The purpose of present study was to evaluate accuracy, efficiency and safety of intra-operative O-arm® based navigation system for the placement of C1 lateral mass and C2 pedicle screws in high cervical spine operations.
Between June 2009 and August 2013, a total of 24 patients with atlantoaxial instability were surgically treated using the image guidance system. To reconstruct atlantoaxial instability, we have been using Harm’s technique of C1 lateral mass and C2 pedicle screw fixations. A frameless, stereotactic O-arm® based image-guidance system was used for correct screw placement.
Postoperative CT scan with multi-planar reconstructions were used to determine the accuracy of the screw placement. The accuracy of screw placement was assessed using a grading system proposed by Gertzbein and Robbins. Neural and vascular complications associated with screw insertion was evaluated.
A total of 91 screws, including 45 C1 lateral mass and 46 C2 pedicle screws were inserted using image-guidance system. Accuracy of screw placement was as follows: C1 lateral mass screws showed 39 grade A (86.6%), six grade B (13.3%), two grade C (4.4%) and no grade D or E. C2 pedicle screws showed 31 grade A (67.4%), 10 grade B (21.8%), three grade C (6.5%), two grade D (4.3%) and no grade E. According to Kast’s criteria, 2 minor breach (4.4%) and no major breach was observed in C1 lateral mass screws whereas 2 minor breaches (4.3%) and 3 major breaches (6.5%) were observed in C2 pedicle screws. Postoperative radiological evaluations revealed that 3 (3.3%) of 91 screws inserted had perforated the vertebral artery canal more than 25% (critical breach) and iatorgenic VA stenosis was proved with postoperative CT angiography. No neurologic deterioration was observed. No patients underwent reoperation for screw reposition.

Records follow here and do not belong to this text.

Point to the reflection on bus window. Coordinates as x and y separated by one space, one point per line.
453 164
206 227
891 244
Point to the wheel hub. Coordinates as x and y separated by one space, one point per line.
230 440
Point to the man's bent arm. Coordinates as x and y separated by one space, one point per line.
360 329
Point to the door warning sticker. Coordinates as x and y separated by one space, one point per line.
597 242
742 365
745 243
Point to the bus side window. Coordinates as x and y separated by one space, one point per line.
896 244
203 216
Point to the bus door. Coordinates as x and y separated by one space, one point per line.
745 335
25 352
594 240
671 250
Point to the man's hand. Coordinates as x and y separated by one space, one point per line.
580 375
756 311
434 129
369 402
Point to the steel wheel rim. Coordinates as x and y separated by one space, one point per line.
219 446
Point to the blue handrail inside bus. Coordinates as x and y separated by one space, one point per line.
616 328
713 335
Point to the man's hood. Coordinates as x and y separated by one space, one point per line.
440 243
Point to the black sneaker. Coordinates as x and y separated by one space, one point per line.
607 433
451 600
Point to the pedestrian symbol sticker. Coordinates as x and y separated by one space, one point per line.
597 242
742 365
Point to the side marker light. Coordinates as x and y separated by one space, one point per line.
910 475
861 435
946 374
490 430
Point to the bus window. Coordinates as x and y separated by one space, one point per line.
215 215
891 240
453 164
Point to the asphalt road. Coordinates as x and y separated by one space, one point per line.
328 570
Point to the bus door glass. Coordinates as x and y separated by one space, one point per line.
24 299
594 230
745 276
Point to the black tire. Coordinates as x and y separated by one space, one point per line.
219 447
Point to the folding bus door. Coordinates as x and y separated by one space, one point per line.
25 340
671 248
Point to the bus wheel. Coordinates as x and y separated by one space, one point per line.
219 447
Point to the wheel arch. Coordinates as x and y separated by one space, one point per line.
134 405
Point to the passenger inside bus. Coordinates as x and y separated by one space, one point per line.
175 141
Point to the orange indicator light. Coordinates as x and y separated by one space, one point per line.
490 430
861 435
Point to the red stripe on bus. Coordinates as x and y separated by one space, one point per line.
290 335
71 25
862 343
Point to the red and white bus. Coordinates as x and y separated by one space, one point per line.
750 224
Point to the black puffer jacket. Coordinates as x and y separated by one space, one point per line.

In this study, the authors demonstrated that image-guidance systems could be applied safely to the atlantoaxial instabilities. However, incidence of screw perforation does not disappear completely due to the close proximity to spinal canal and surrounding vessels. Therefore, because of theses potential risk of injury to the vertebral artery and neural elements, the use of image guidance system seems to be beneficial, especially for high cervical instrumentations.